Friday, January 31, 2014

Lies, distortions, and radical ideology the hall mark of the Left's by any means necessary strategy



Billionaire environmentalist Tom Steyer / AP
Billionaire environmentalist Tom Steyer / AP
BY: 
NextGen Climate Action, the activist group run by billionaire environmentalist Tom Steyer, fudged the facts in a new ad attacking the Keystone XL pipeline, according to Washington Post fact-checker Glenn Kessler.
Kessler said he “takes no position on whether the Keystone pipeline would be good or bad, but this ad does not even meet the minimal standards for such political attack ads.”
“It relies on speculation, not facts, to make insinuations and assertions not justified by the reality,” he wrote.
The ad in question claims that oil shipped via the proposed Keystone pipeline from Canadian oil sands will be primarily exported the China. It cites Chinese investment in the Canadian oil sector and shows a Canadian flag morphing into a Chinese one.
Kessler notes that Chinese investment is actually minimal compared to that from other countries.
For all the jingoistic images, China at the moment is actually a small player in this game. The Globe and Mail chart shows that Royal Dutch Shell currently has three times as much production in the oils sands as Nexen.
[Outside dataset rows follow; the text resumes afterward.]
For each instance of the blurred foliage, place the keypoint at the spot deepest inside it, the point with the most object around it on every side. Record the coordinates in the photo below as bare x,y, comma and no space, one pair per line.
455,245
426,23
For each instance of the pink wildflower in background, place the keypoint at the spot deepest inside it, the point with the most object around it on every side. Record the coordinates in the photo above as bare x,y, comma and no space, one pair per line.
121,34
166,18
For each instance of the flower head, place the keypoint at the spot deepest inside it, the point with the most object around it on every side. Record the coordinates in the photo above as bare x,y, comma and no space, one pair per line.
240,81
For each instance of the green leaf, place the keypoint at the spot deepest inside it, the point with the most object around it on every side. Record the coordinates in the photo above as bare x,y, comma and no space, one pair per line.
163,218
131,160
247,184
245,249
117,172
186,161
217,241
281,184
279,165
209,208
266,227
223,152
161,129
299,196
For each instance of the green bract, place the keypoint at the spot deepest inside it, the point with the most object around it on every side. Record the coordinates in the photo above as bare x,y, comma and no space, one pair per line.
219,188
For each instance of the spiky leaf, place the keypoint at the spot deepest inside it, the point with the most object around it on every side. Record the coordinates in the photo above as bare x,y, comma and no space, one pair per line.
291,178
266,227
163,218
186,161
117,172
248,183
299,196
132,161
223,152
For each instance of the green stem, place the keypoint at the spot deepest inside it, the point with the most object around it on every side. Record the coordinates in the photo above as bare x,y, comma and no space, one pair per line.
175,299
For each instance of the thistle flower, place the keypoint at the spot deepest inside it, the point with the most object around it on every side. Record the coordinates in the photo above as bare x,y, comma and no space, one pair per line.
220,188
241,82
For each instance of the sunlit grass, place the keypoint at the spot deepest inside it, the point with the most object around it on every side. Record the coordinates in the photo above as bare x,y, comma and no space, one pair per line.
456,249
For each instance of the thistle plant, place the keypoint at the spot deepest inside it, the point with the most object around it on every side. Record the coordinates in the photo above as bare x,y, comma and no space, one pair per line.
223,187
Perhaps the ad should have turned Canadian flag into the Dutch flag?
The ad also includes a statement from Alexander Pourbaix, a TransCanada executive in charge of the company’s pipeline projects, saying that he cannot guarantee that American oil imports will match the amount of crude exported from Gulf Coast terminals to which Keystone will carry Canadian oil.
The NextGen ad completely misrepresents the statement, Kessler notes. “The ad simply highlights [a portion of his answer] and then invents a question he was not asked.”
Kessler concludes:
Chinese state investment in the Canadian oil sands is an interesting development, but not worthy of the jingoistic treatment given here. While depending on market conditions some refined products may be exported, there is no evidence that every single barrel of oil would simply pass through the pipeline on the way to overseas shores. The twisting of [TransCanada executive Alexander] Pourbaix’s remarks is especially disturbing, even by the standards of attack ads.